If you’d like to build a stock portfolio to provide an income that’s greater than the State Pension, then one option is to buy stocks now that are at the start of a long period of recovery and growth.
Doing this could mean that you’ll enjoy years of rising earnings and dividends, giving you a market-beating return on your original investment.
Today I want to look at two stocks that could fit the bill.
Outsourcing and construction firm Interserve (LSE: IRV) announced the sale of its scaffolding business this morning, for up to £4.6m. The news follows the group’s recent half-year results. These showed that headline operating profit fell by 29% to £40.1m during the six months to 30 June, compared with the same period last year.
Management tried to put a positive spin on these figures by pointing out that they were better than the second half of 2017. That’s true. But this doesn’t disguise the fact that Interserve ended the period with increased net debt of £614.3m. This is more than six times trailing earnings before interest, tax, depreciation and amortisation (EBITDA).
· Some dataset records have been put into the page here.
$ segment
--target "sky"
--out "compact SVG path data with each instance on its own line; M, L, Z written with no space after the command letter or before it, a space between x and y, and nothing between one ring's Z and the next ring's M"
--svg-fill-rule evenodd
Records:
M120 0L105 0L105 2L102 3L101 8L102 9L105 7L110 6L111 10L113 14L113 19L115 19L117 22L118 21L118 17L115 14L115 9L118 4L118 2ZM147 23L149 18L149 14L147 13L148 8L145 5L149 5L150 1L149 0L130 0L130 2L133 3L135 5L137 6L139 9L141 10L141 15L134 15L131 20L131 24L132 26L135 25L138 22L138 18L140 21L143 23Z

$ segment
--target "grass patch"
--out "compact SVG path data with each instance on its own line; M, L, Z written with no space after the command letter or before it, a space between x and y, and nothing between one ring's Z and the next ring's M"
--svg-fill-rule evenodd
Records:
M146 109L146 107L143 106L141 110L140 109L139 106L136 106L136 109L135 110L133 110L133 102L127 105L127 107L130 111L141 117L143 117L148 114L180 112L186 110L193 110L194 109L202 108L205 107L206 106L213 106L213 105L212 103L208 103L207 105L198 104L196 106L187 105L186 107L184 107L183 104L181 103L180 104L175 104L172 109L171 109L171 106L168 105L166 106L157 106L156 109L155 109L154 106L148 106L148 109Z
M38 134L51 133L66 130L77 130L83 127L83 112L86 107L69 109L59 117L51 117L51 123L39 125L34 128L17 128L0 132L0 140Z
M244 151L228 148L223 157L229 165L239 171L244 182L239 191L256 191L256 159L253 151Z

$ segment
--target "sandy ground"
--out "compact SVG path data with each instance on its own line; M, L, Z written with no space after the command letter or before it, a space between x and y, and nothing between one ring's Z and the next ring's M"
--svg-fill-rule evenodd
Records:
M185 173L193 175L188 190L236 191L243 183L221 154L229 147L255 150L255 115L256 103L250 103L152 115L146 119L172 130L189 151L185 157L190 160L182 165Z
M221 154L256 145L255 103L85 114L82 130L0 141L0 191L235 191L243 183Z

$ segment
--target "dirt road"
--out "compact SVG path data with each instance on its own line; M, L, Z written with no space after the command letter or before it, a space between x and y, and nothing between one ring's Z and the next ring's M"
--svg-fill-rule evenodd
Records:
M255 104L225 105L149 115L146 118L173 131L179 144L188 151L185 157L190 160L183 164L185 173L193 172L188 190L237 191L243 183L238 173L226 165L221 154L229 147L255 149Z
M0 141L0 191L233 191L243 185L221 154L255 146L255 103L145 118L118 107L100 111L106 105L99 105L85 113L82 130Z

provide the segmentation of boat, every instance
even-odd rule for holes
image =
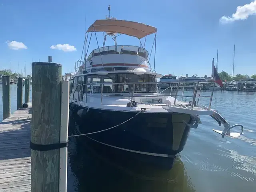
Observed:
[[[231,83],[226,84],[226,90],[228,91],[237,91],[238,90],[237,84],[233,80]]]
[[[216,85],[210,85],[208,88],[209,90],[213,90],[214,89],[215,91],[218,91],[221,90],[221,88],[220,86],[218,86]]]
[[[182,77],[182,76],[179,77],[179,80],[180,81],[205,81],[206,80],[204,78],[197,77],[197,74],[195,74],[191,77],[189,77],[188,74],[187,74],[186,77]]]
[[[178,81],[176,76],[171,74],[166,74],[160,78],[159,80],[159,82],[166,83],[160,84],[158,88],[160,89],[167,89],[172,86],[177,86]]]
[[[256,91],[256,84],[253,82],[245,83],[244,86],[244,90],[245,91]]]
[[[158,91],[157,85],[162,83],[157,82],[156,78],[163,76],[155,68],[157,32],[154,27],[118,20],[110,14],[89,27],[85,32],[84,58],[76,62],[74,78],[69,80],[70,116],[76,124],[70,137],[77,137],[85,144],[120,162],[130,158],[170,170],[183,150],[191,129],[200,123],[200,116],[209,115],[220,126],[223,125],[223,130],[213,130],[222,138],[237,138],[243,128],[239,124],[231,126],[211,108],[213,92],[202,96],[202,103],[209,99],[207,106],[199,104],[197,98],[201,96],[198,88],[203,82],[194,82],[194,92],[189,96],[178,91],[172,95]],[[102,35],[102,32],[104,40],[100,47],[96,33]],[[121,37],[137,38],[140,46],[118,44],[117,36],[121,34]],[[87,55],[93,34],[97,44]],[[141,42],[151,35],[154,36],[153,68]],[[105,46],[110,37],[114,44]],[[178,82],[177,90],[184,84]],[[190,100],[184,101],[183,98]],[[230,132],[236,126],[241,127],[240,133]]]
[[[10,84],[11,85],[13,85],[13,84],[15,84],[15,82],[13,79],[12,79],[12,80],[11,80],[11,81],[10,81]]]

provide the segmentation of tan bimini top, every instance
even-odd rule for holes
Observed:
[[[96,20],[87,30],[87,32],[94,31],[120,33],[141,39],[156,33],[157,30],[155,27],[133,21],[104,19]]]

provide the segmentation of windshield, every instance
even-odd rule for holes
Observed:
[[[136,75],[132,73],[115,73],[107,75],[88,75],[87,83],[92,83],[91,86],[88,86],[88,90],[94,93],[100,93],[101,86],[99,83],[119,83],[118,85],[105,84],[103,86],[103,93],[125,93],[133,91],[134,85],[126,84],[134,83],[134,92],[154,93],[157,92],[156,84],[146,84],[141,83],[155,82],[156,79],[155,75],[144,74]],[[136,83],[139,84],[136,84]]]

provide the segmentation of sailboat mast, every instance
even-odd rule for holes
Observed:
[[[236,48],[236,44],[234,45],[234,57],[233,58],[233,74],[232,78],[234,78],[234,68],[235,66],[235,48]]]
[[[217,72],[218,72],[218,53],[219,53],[219,49],[218,49],[217,50],[217,61],[216,61],[216,70],[217,70]]]

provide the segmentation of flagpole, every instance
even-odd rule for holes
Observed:
[[[218,72],[218,53],[219,53],[219,49],[218,49],[217,50],[217,61],[216,61],[216,70],[217,70],[217,72]]]
[[[214,78],[214,77],[213,76],[213,69],[214,69],[214,58],[213,59],[212,59],[212,76]],[[213,96],[213,92],[214,90],[214,87],[215,87],[215,81],[214,80],[214,83],[213,83],[213,87],[212,88],[212,94],[211,94],[211,98],[210,99],[210,103],[209,103],[209,110],[210,110],[210,109],[211,108],[211,105],[212,104],[212,96]]]
[[[232,78],[234,78],[234,67],[235,65],[235,48],[236,47],[236,44],[234,45],[234,57],[233,58],[233,75]],[[234,79],[233,80],[234,80]]]

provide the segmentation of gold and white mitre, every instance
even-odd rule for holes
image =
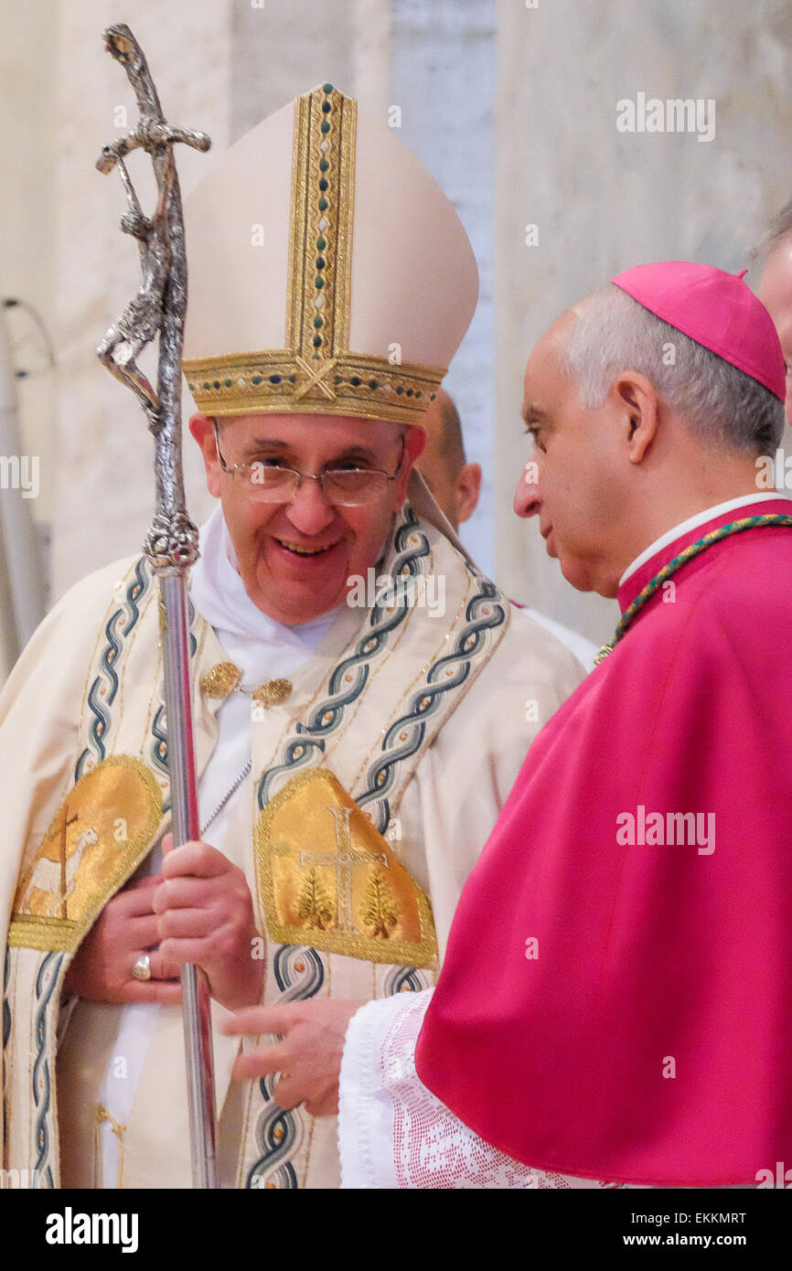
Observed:
[[[454,207],[389,127],[323,84],[233,145],[184,217],[198,411],[420,422],[478,271]]]

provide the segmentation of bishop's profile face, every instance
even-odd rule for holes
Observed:
[[[586,407],[563,367],[563,342],[573,322],[564,314],[531,353],[525,370],[522,413],[534,438],[514,498],[517,516],[538,516],[547,552],[580,591],[615,595],[620,571],[613,561],[613,433],[608,407]]]
[[[221,460],[212,421],[196,416],[189,428],[201,446],[208,489],[222,502],[248,596],[262,613],[290,625],[342,604],[353,586],[350,580],[365,578],[376,564],[423,442],[420,428],[408,428],[402,442],[399,425],[384,421],[234,416],[219,421]],[[305,479],[287,502],[267,502],[256,479],[263,468],[294,468],[311,477],[339,468],[398,475],[375,503],[348,507],[333,503],[318,480]]]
The company’s lenders won’t allow it to pay a dividend until the group’s net debt-to-EBITDA ratio falls below 2.5x. In my view this is unlikely to happen until the company holds a rights issue to raise fresh cash from shareholders.
What comes next?
Analysts’ forecasts suggest the City holds a similar view. Although adjusted earnings are expected to triple to 19.3p per share next year, the current share price of 56p puts the stock on a 2019 price/earnings ratio of just 3.
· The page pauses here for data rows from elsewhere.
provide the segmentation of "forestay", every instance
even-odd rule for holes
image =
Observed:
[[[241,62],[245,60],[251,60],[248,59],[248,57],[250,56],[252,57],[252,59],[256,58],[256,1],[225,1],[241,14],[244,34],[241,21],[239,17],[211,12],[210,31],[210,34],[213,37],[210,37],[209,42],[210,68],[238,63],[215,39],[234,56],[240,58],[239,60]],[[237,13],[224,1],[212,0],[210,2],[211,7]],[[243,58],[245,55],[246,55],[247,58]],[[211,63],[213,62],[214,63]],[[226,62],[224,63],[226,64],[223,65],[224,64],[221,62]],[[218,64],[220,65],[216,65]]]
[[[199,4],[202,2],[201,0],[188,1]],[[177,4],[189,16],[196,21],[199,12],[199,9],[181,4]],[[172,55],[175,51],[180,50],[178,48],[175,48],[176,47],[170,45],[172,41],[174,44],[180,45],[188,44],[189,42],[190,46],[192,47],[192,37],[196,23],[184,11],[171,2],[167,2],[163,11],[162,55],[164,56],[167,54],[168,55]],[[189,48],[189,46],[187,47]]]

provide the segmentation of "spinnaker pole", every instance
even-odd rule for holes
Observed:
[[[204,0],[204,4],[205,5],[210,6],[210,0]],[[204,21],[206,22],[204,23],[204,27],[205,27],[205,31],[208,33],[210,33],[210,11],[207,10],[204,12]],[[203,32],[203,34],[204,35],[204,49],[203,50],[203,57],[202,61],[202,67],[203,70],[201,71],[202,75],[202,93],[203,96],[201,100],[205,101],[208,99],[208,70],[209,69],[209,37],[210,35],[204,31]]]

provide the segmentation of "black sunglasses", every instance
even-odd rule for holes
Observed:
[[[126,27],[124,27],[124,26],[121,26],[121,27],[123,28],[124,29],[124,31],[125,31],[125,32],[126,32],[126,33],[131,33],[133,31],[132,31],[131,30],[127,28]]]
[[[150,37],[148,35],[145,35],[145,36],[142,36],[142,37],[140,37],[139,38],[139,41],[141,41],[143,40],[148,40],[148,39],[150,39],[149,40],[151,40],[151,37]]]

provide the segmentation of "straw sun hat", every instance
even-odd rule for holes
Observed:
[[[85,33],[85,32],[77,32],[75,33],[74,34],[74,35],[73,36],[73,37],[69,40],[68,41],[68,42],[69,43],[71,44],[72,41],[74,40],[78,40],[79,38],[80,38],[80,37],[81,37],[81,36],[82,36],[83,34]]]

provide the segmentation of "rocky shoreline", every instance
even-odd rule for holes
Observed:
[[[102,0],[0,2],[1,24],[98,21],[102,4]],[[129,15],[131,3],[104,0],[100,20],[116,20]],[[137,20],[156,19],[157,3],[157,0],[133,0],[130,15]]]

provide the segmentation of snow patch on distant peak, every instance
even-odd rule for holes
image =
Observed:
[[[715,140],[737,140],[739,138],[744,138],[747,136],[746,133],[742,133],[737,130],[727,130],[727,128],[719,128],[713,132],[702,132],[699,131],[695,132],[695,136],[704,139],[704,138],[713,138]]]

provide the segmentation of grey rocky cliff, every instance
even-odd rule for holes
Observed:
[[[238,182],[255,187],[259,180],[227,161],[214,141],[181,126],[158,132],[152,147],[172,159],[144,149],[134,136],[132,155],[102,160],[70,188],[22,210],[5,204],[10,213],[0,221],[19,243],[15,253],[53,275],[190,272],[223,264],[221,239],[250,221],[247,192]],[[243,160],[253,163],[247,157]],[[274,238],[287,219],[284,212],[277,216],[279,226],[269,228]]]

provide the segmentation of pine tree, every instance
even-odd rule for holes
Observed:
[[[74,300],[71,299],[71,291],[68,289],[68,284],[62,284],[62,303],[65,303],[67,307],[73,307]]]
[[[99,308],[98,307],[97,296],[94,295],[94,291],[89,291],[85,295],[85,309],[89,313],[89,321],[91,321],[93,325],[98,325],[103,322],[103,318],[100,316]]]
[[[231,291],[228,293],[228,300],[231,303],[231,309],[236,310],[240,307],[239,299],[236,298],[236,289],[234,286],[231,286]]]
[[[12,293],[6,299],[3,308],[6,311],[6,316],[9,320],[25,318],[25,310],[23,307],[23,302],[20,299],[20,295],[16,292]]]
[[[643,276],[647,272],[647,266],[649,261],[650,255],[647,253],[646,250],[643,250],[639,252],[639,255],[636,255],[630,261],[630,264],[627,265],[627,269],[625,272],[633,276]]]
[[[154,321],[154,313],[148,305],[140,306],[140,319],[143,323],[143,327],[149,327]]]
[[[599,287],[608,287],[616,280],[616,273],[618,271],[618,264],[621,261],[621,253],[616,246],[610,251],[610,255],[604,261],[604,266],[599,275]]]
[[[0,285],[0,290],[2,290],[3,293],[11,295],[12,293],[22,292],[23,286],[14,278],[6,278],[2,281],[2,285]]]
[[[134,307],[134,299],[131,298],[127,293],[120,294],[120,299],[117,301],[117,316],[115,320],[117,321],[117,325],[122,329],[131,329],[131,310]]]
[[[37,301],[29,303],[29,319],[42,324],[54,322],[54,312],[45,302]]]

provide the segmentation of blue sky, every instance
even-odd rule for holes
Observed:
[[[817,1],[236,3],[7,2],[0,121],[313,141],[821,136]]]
In my opinion this indicates that the market doesn’t expect Interserve to deliver a sustainable recovery without raising fresh cash and diluting shareholders. I agree. I believe these shares are simply too risky for equity investors at the moment. I’d stay well away.
A more profitable choice
The integration of the outsourcing firms into the UK public sector shows little sign of slowing down. If you would like exposure to this type of business, one stock I would consider is Serco Group (LSE: SRP).
Serco shares received a boost last week, when the firm said that profits for 2018 are now expected to be ahead of previous guidance. Revenue of £2.8bn is expected to generate an underlying trading profit of £90m-£95m, up by about 30% on last year’s figure of £70m.
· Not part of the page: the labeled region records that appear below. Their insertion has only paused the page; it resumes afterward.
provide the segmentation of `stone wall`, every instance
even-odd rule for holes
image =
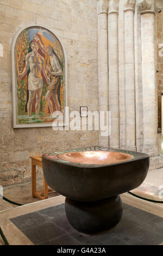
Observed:
[[[0,0],[0,184],[30,177],[29,156],[99,143],[98,131],[12,128],[11,56],[14,35],[30,25],[53,29],[67,58],[70,111],[98,111],[97,19],[95,0]]]
[[[160,44],[163,44],[163,11],[158,15],[157,17],[157,74],[158,84],[158,127],[161,128],[161,93],[163,93],[163,57],[159,56],[159,51],[163,48],[159,48]]]

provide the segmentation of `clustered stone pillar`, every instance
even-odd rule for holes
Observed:
[[[111,111],[109,145],[120,148],[118,79],[118,4],[110,1],[108,8],[109,106]]]
[[[108,111],[108,6],[107,1],[98,0],[98,84],[99,111]],[[109,145],[109,136],[101,136],[99,143]]]
[[[100,145],[158,153],[155,14],[160,1],[97,2],[99,110],[109,109],[111,117],[109,139],[100,138]]]
[[[126,57],[126,148],[136,150],[134,11],[135,0],[124,5]]]
[[[143,106],[143,151],[157,151],[157,88],[155,58],[155,19],[160,10],[155,1],[142,1],[137,8],[141,14],[142,72]]]

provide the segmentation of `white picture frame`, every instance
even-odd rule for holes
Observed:
[[[21,33],[24,31],[24,29],[29,29],[32,28],[37,28],[42,30],[46,30],[47,32],[53,34],[55,38],[57,38],[58,41],[60,42],[62,50],[64,53],[64,78],[65,78],[65,87],[64,87],[64,99],[65,99],[65,107],[67,107],[67,58],[65,52],[65,48],[61,42],[61,40],[59,39],[58,36],[57,35],[55,31],[51,29],[46,27],[45,26],[42,26],[41,25],[33,25],[31,24],[28,24],[26,26],[22,27],[21,29],[18,30],[17,33],[15,34],[15,37],[13,40],[11,48],[11,57],[12,57],[12,107],[13,107],[13,127],[14,128],[27,128],[27,127],[49,127],[52,126],[53,121],[49,123],[35,123],[34,124],[20,124],[18,122],[18,104],[17,104],[17,77],[16,76],[16,60],[15,58],[15,46],[17,42],[17,39]],[[62,124],[61,124],[60,122],[58,122],[59,126],[66,126],[68,125],[68,116],[67,112],[65,111],[64,118],[63,120]]]

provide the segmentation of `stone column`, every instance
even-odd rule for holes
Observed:
[[[120,148],[118,78],[118,0],[110,0],[108,9],[109,106],[111,111],[109,145]]]
[[[155,153],[157,135],[157,87],[155,58],[155,14],[160,10],[154,0],[143,0],[137,8],[141,17],[142,71],[143,106],[143,151]]]
[[[98,34],[99,110],[108,111],[108,0],[97,1]],[[99,131],[99,145],[109,145],[109,136],[102,137]]]
[[[136,150],[134,11],[135,0],[123,6],[126,83],[126,148]]]

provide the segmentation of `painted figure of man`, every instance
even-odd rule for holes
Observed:
[[[45,60],[37,52],[39,46],[36,42],[32,42],[30,45],[32,51],[26,56],[26,66],[22,71],[18,75],[20,81],[27,73],[29,68],[30,72],[28,78],[28,89],[29,90],[29,99],[27,104],[28,115],[32,114],[32,103],[36,95],[35,114],[39,115],[41,97],[42,94],[43,80],[41,76],[42,71],[47,84],[49,84],[51,80],[45,70]]]
[[[52,96],[56,111],[60,111],[60,106],[58,98],[58,89],[60,84],[60,76],[62,70],[57,56],[53,52],[53,48],[49,45],[43,46],[38,36],[35,35],[34,40],[38,43],[40,48],[45,55],[46,69],[51,77],[51,84],[48,86],[45,99],[48,102],[48,106],[52,116],[54,112],[53,103],[51,100]]]

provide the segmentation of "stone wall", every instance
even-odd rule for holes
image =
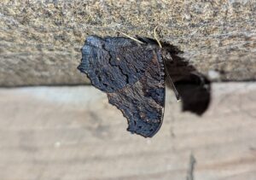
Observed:
[[[88,35],[153,38],[155,26],[161,41],[183,51],[199,72],[254,80],[255,17],[256,3],[247,0],[3,1],[0,85],[89,83],[76,69]]]

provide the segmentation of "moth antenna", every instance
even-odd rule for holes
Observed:
[[[137,43],[139,43],[139,44],[144,44],[143,42],[141,42],[140,40],[138,40],[138,39],[137,39],[137,38],[134,38],[133,37],[131,37],[131,36],[130,36],[130,35],[128,35],[128,34],[125,34],[125,32],[119,32],[119,31],[118,31],[119,33],[121,33],[121,34],[123,34],[124,36],[125,36],[125,37],[127,37],[128,38],[131,38],[131,39],[132,39],[132,40],[134,40],[134,41],[136,41],[136,42],[137,42]]]
[[[162,48],[163,46],[162,46],[161,43],[160,42],[160,40],[159,40],[158,38],[157,38],[157,33],[156,33],[156,29],[157,29],[157,27],[158,27],[158,26],[156,26],[154,28],[154,39],[156,40],[156,42],[158,43],[159,47]]]
[[[166,61],[165,61],[165,60],[164,60],[164,64],[165,64],[165,67],[166,67]],[[173,83],[173,81],[172,81],[172,78],[171,78],[171,76],[170,76],[170,74],[169,74],[169,73],[168,73],[168,71],[166,70],[166,74],[167,74],[167,77],[168,77],[168,80],[169,80],[169,82],[170,82],[170,84],[171,84],[171,85],[172,85],[172,88],[173,91],[174,91],[174,94],[175,94],[177,102],[180,102],[180,101],[181,101],[181,99],[180,99],[180,95],[179,95],[179,93],[177,92],[177,89],[176,89],[176,87],[175,87],[175,85],[174,85],[174,83]]]

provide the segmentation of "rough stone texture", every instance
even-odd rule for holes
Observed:
[[[199,72],[256,78],[256,2],[7,1],[0,8],[0,85],[77,84],[88,35],[117,31],[177,46]],[[212,74],[212,73],[211,73]]]
[[[255,83],[213,84],[201,117],[166,92],[146,139],[93,87],[0,89],[1,179],[256,179]]]

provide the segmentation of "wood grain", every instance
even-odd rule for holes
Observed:
[[[253,180],[255,97],[255,83],[213,84],[198,117],[181,113],[167,90],[162,127],[143,138],[92,87],[0,89],[0,177]]]

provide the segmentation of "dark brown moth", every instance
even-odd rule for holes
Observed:
[[[151,137],[163,121],[164,61],[172,57],[170,49],[154,40],[138,40],[90,36],[78,68],[123,113],[129,131]]]

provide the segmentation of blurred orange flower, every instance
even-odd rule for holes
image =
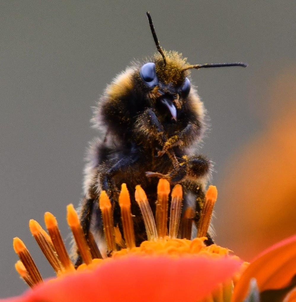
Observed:
[[[295,70],[270,85],[260,112],[269,113],[269,122],[232,156],[220,184],[229,210],[215,223],[218,238],[246,260],[296,233]]]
Another attraction is that chief executive Rupert Soames has already bitten the bullet and raised cash to reduce debt. As a result, his firm’s balance sheet now looks quite reasonable. Net debt should be less than 1.5x EBITDA this year, which seems comfortable to me.
A long-term buy?
Serco stock currently trades on a forecast P/E of 25, falling to a P/E of 21 for 2019. This may seem pricey, but the group’s profits are recovering from historically low levels.
Mr Soames is taking care to rebuild this business with solid foundations and sustainable profit margins. Dividend payments are expected to restart next year and I believe several more years of strong profit growth should be expected.
In my opinion, Serco shares could be an excellent buy-and-hold pick at current levels.